22 maio 2023

O Japão e a Índia – Uma parceria indispensável?

Premiê japonês propõe plano de integração da região do Indo-Pacífico com liderança dos dois países como um contraponto à força da China na região. Para diplomata, é questionável o possível apoio de uma Índia cada vez mais poderosa a uma influência japonesa sobre o Sul Global

Premiê japonês propõe plano de integração da região do Indo-Pacífico com liderança dos dois países como um contraponto à força da China na região. Para diplomata, é questionável o possível apoio de uma Índia cada vez mais poderosa a uma influência japonesa sobre o Sul Global

Os primeiros-ministros do Japão, Fumio Kishida, e da Índia, Narendra Modi durante encontro (Foto: Japan Forward)

Por Fausto Godoy*

No dia 20 de março, o primeiro-ministro do Japão, Fumio Kishida, realizou uma visita oficial à Índia. Em Nova Delhi ele fez uma palestra no influente Indian Council for World Affairs, intitulado O Futuro do Indo-Pacífico – Novo Plano do Japão para um Indo-Pacífico Livre e Aberto” junto com a Índia: uma Parceira Indispensável. Foi quando anunciou um plano abrangente para a região intitulado Indo-Pacífico Livre e Aberto/FOIP. 

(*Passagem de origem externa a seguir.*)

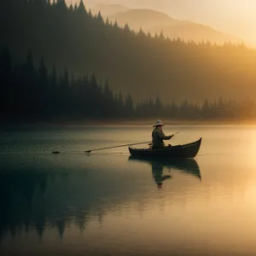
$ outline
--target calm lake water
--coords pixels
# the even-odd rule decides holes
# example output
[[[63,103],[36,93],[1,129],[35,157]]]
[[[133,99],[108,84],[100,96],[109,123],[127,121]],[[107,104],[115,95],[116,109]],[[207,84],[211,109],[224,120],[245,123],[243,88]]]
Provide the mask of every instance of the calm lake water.
[[[202,137],[185,162],[83,153],[151,128],[2,129],[0,255],[256,255],[256,127],[165,126],[182,130],[167,143]]]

Ele relembrou que este projeto, que visa interligar política e economicamente os oceanos Pacífico e Índico, havia sido proposto por ele em 2015 perante a mesma audiência, seguindo a visão do então primeiro-ministro Shinzo Abe, de quem era ministro das Relações Exteriores. Para este último, o Japão e a Índia deveriam liderar conjuntamente a região, e o mundo, na “Era do Indo-Pacífico”. Kishida afirmou que, nos sete anos que se passaram desde então, a comunidade internacional viveu eventos definitórios, que podem ser qualificados como uma mudança de paradigma; entre eles, a pandemia da Covid-19 e a agressão da Rússia à Ucrânia.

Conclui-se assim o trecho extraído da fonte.